When my wife and I presented family life seminars, I had one cartoon used to illustrate what husband leadership does not look like. It pictured a stern five start general towering over a recruit sternly reprimanding the recured.  Leadership as a husband incorporates all those qualities of a lover modeled by Jesus cited above and incorporates them into managing his wife as his helpmate. Now note! The word in Hebrew, translated as helpmate is not a diminutive word. The same word is used several times as a descriptor of God (see Ps 33:20, 121:2).

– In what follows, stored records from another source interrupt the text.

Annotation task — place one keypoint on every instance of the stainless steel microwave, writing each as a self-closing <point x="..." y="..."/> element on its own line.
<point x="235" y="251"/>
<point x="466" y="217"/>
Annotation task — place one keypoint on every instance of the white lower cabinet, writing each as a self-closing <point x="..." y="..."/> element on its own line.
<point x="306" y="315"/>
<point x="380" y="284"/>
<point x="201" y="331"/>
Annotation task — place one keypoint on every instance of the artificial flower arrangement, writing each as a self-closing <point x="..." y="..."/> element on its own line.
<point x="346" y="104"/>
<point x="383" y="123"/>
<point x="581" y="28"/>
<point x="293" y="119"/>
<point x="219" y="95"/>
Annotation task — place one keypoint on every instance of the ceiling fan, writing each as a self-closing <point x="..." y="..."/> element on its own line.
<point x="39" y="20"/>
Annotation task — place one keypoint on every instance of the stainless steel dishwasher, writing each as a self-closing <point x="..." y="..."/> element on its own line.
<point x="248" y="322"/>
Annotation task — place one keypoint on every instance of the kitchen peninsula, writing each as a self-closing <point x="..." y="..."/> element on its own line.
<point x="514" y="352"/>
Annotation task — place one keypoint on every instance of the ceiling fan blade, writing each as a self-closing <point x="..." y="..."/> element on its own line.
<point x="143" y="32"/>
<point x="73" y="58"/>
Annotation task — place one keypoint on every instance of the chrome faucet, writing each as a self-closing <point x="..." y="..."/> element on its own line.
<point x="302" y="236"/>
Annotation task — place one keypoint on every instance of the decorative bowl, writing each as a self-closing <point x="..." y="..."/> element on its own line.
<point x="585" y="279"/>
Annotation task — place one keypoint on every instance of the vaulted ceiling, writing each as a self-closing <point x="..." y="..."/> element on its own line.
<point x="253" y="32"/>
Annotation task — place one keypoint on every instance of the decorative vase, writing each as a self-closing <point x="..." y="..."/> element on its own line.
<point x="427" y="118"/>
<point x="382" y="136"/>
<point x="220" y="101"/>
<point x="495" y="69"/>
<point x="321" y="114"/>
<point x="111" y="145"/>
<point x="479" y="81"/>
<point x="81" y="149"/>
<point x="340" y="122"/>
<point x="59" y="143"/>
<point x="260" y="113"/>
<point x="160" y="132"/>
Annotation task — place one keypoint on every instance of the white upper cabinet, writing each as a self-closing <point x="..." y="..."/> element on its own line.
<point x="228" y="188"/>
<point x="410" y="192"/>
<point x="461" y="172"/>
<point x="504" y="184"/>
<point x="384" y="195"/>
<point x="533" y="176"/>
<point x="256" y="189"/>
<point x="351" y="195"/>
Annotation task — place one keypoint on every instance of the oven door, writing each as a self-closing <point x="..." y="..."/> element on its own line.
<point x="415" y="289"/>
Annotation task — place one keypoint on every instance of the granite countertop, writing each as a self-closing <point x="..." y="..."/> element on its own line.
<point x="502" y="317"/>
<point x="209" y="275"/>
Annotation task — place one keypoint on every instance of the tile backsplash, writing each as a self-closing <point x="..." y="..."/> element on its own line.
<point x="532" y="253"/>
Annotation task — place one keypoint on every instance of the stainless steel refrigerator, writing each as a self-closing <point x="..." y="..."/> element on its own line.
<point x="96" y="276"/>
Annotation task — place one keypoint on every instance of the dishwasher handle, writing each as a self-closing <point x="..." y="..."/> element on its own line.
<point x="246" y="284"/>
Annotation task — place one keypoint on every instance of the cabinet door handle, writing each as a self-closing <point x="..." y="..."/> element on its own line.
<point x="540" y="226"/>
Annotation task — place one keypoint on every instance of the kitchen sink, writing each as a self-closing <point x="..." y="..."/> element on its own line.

Remember also, she is created in the image of God and is a fellow heir as an adopted child of God.

So, the leadership of one’s wife is best thought of as a mutual working relationship to negotiate life’s journey in a manner that glorifies God and produces a mutually satisfying experience. Husbands should welcome their views’ insight, experience, training, and spiritual gifting.


Now, hear me clearly. I have no problem with wives working and having a career. However, one of the first things we learn about living in a fallen world is that men will earn (provide) by the sweat of the brow being constantly challenged by thorns and thistles. Wives will be burdened with the pain of childbirth and all that goes into mothering. In other words, these will be the main roles of each—providing and mothering. 

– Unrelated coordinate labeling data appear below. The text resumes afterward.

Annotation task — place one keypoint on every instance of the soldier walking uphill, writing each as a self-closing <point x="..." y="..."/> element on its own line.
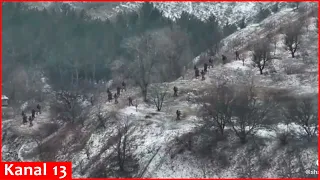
<point x="24" y="119"/>
<point x="210" y="62"/>
<point x="130" y="101"/>
<point x="118" y="91"/>
<point x="224" y="59"/>
<point x="175" y="90"/>
<point x="205" y="67"/>
<point x="237" y="55"/>
<point x="33" y="113"/>
<point x="39" y="108"/>
<point x="124" y="86"/>
<point x="30" y="121"/>
<point x="196" y="73"/>
<point x="178" y="114"/>
<point x="202" y="75"/>
<point x="115" y="98"/>
<point x="109" y="96"/>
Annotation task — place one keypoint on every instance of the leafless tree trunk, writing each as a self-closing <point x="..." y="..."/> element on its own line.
<point x="292" y="39"/>
<point x="158" y="95"/>
<point x="261" y="54"/>
<point x="248" y="111"/>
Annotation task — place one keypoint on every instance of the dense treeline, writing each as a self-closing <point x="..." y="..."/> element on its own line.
<point x="67" y="45"/>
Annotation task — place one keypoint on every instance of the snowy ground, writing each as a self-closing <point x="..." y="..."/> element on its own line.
<point x="160" y="129"/>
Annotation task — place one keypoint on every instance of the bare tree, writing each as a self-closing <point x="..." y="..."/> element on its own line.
<point x="272" y="37"/>
<point x="261" y="54"/>
<point x="158" y="95"/>
<point x="248" y="111"/>
<point x="292" y="38"/>
<point x="217" y="106"/>
<point x="303" y="111"/>
<point x="178" y="53"/>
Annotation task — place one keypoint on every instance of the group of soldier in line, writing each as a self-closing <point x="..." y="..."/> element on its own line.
<point x="25" y="118"/>
<point x="197" y="72"/>
<point x="116" y="95"/>
<point x="175" y="89"/>
<point x="123" y="87"/>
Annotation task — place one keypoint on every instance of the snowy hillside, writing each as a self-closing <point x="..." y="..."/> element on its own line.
<point x="158" y="142"/>
<point x="226" y="11"/>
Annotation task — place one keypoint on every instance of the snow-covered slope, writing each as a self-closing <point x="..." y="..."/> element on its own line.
<point x="156" y="133"/>
<point x="225" y="11"/>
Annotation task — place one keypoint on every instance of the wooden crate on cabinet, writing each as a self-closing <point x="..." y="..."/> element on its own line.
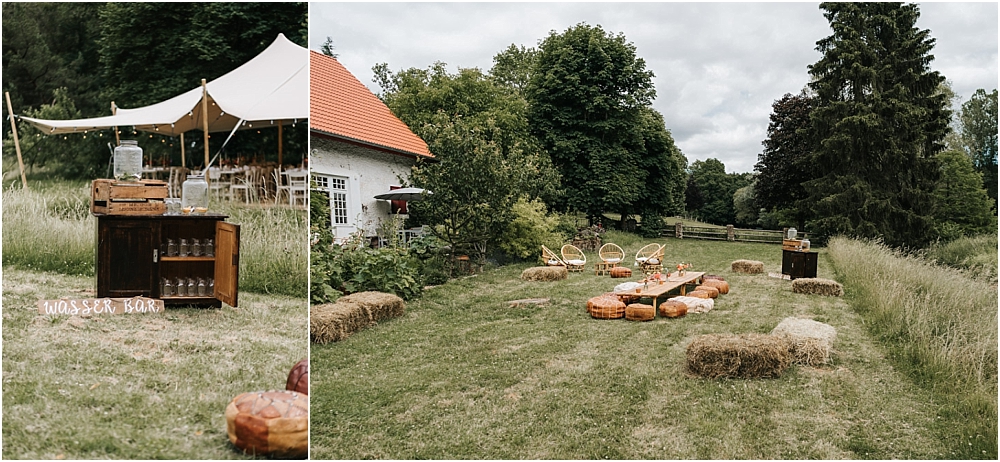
<point x="132" y="258"/>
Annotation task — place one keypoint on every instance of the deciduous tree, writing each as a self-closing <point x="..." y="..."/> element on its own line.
<point x="586" y="97"/>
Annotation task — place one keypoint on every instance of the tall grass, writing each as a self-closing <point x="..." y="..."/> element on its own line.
<point x="940" y="325"/>
<point x="49" y="228"/>
<point x="976" y="255"/>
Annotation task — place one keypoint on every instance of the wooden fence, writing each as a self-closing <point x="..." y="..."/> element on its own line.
<point x="729" y="233"/>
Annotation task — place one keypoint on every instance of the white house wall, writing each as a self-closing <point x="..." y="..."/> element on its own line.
<point x="369" y="172"/>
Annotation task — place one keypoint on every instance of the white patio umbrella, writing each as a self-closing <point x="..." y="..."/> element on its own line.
<point x="404" y="194"/>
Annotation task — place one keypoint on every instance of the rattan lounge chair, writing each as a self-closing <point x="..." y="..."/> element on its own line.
<point x="611" y="256"/>
<point x="550" y="258"/>
<point x="574" y="258"/>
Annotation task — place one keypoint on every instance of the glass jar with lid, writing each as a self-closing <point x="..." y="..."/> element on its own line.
<point x="194" y="195"/>
<point x="128" y="161"/>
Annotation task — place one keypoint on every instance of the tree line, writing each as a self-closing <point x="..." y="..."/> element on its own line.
<point x="869" y="149"/>
<point x="71" y="60"/>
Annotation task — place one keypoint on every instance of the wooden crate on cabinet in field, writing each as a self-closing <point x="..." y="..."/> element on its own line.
<point x="111" y="197"/>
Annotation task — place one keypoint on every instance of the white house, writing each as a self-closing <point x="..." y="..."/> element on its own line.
<point x="359" y="149"/>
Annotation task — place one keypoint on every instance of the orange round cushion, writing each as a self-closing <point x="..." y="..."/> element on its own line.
<point x="712" y="291"/>
<point x="672" y="309"/>
<point x="719" y="284"/>
<point x="639" y="312"/>
<point x="272" y="423"/>
<point x="621" y="272"/>
<point x="606" y="307"/>
<point x="699" y="294"/>
<point x="298" y="377"/>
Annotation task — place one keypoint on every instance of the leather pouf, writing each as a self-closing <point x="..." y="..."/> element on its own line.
<point x="298" y="378"/>
<point x="672" y="309"/>
<point x="621" y="272"/>
<point x="606" y="307"/>
<point x="274" y="423"/>
<point x="719" y="284"/>
<point x="639" y="312"/>
<point x="712" y="291"/>
<point x="699" y="294"/>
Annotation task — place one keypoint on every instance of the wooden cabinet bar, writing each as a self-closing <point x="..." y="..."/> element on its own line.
<point x="131" y="256"/>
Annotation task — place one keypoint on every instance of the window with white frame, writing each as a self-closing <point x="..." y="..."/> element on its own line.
<point x="336" y="189"/>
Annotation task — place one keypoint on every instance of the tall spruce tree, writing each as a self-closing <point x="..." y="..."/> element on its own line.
<point x="878" y="123"/>
<point x="783" y="166"/>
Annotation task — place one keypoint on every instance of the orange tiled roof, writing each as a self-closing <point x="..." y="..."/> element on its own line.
<point x="340" y="105"/>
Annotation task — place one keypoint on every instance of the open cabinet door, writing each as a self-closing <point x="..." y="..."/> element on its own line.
<point x="227" y="262"/>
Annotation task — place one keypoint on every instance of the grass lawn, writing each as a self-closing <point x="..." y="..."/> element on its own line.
<point x="461" y="375"/>
<point x="150" y="386"/>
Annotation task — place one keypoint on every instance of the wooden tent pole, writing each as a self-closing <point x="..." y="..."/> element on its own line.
<point x="204" y="116"/>
<point x="114" y="111"/>
<point x="17" y="143"/>
<point x="279" y="144"/>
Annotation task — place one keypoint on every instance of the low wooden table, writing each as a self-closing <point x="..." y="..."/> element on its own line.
<point x="655" y="290"/>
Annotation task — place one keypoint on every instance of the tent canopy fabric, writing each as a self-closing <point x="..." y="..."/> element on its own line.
<point x="271" y="88"/>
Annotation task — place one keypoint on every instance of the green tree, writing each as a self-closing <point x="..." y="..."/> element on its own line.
<point x="783" y="166"/>
<point x="878" y="122"/>
<point x="485" y="157"/>
<point x="512" y="67"/>
<point x="961" y="204"/>
<point x="717" y="189"/>
<point x="979" y="136"/>
<point x="475" y="184"/>
<point x="745" y="205"/>
<point x="586" y="97"/>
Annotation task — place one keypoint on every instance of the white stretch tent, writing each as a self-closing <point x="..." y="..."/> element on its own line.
<point x="271" y="88"/>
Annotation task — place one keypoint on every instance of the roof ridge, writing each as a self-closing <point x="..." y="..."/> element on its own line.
<point x="341" y="105"/>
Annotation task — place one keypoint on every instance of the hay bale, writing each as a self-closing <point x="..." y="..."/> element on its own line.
<point x="606" y="307"/>
<point x="639" y="312"/>
<point x="621" y="272"/>
<point x="748" y="267"/>
<point x="695" y="304"/>
<point x="720" y="285"/>
<point x="810" y="342"/>
<point x="545" y="273"/>
<point x="742" y="356"/>
<point x="672" y="309"/>
<point x="699" y="294"/>
<point x="336" y="321"/>
<point x="382" y="306"/>
<point x="817" y="286"/>
<point x="712" y="291"/>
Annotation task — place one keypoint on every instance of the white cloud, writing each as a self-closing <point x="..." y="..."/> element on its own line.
<point x="718" y="66"/>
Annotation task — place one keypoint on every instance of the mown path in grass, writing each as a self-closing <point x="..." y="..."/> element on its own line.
<point x="460" y="375"/>
<point x="130" y="386"/>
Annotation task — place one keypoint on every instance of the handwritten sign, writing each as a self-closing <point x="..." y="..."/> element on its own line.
<point x="89" y="306"/>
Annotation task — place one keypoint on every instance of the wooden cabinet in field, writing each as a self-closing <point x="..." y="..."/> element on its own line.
<point x="152" y="255"/>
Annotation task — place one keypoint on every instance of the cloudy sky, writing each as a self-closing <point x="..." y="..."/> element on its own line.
<point x="718" y="66"/>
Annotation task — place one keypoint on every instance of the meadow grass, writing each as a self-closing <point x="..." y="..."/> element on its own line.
<point x="462" y="375"/>
<point x="48" y="227"/>
<point x="976" y="255"/>
<point x="939" y="326"/>
<point x="150" y="386"/>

Husbands have the freedom to include other activities, as do wives. But each should prioritize their primary tasks, husbands providing and wives mothering. 


Throughout the Old and New Testaments and Christian church history, the motif of men protecting women has been characteristic. While there are many examples where this has not been the case, the exceptions do not cancel the principle; they emphasize it. At the end of this blog, I will include the address for a site that gives an extensive list of verses that capture this principle.

So Why This Blog?

First, this blog has always primarily been about saving marriages. One of the bedrocks of keeping a marriage cohesive and well-functioning is a couple being in sync with the design of the Designer. 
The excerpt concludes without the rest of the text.